Hi, This is Lana, we played the money game and I loved it.
Lana, in blue, with Rebecca, playing the "Wheel of Fortune" game. |
Note: A group of University of Colorado Engineering students in a 2012 Spring Semester class taught by Associate Professor Melinda Piket-May worked on projects to design adaptive technologies to aid increased independence for some of the individuals Imagine! serves. This video shows a "Wheel of Fortune" board, which can help teach about cause and effect, math skills, numbers, money, and turn taking. Here's how the game is played: Players push a button and a light starts going around a “Wheel of Fortune,” then push the button again, making the wheel stop on a spot that corresponds with a coin. The players mark that coin on a score card. Everyone gets five turns.
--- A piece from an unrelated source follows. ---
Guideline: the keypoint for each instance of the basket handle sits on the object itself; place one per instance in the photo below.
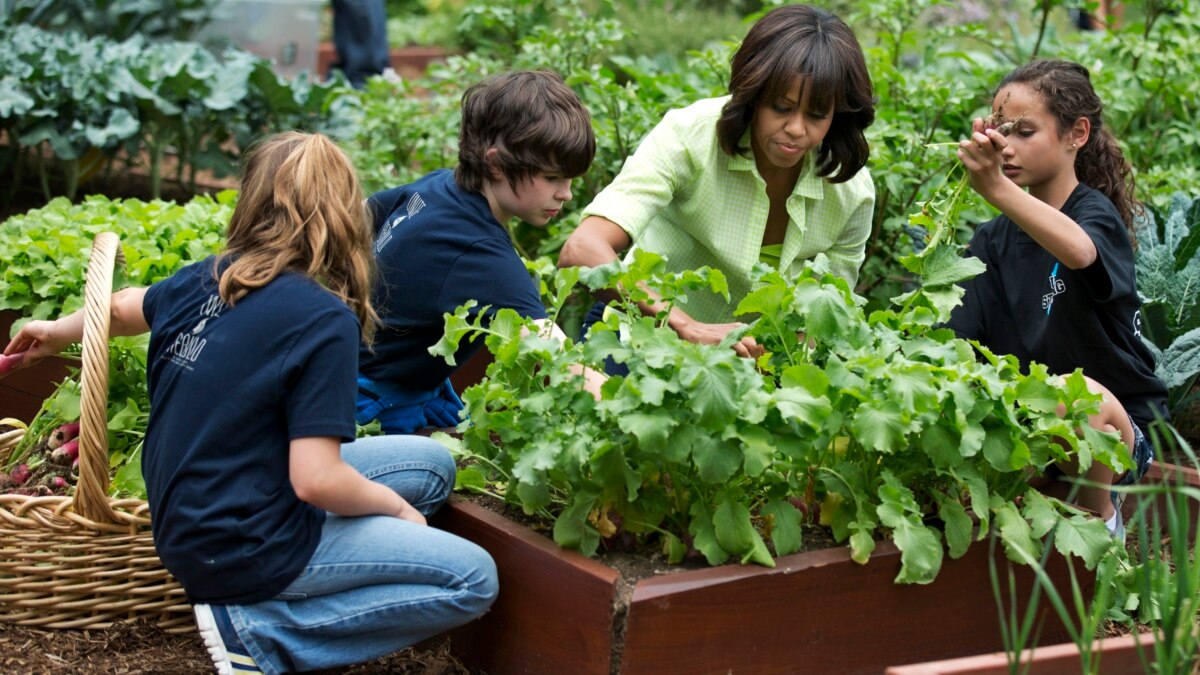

At the end of the game, players add up the coins marked and answer questions about what they can buy with that much money, how many quarters are in a dollar, what they would do if they had a million dollars, and other questions designed to get players to learn while having fun. In case you missed it, here’s a video of the CU Students explaining how the technology for the “Wheel of Fortune” works.
I find this interesting because I am going into Therapeutic Recreation and my final is to come up with an activity. Which I came up with an adaptive wheel of fortune and I did not think on how to apply the money aspect into my activity I included other aspects such as colors if my clients I had memory lost or was regaining their memory to their old life.. Thank you fellows.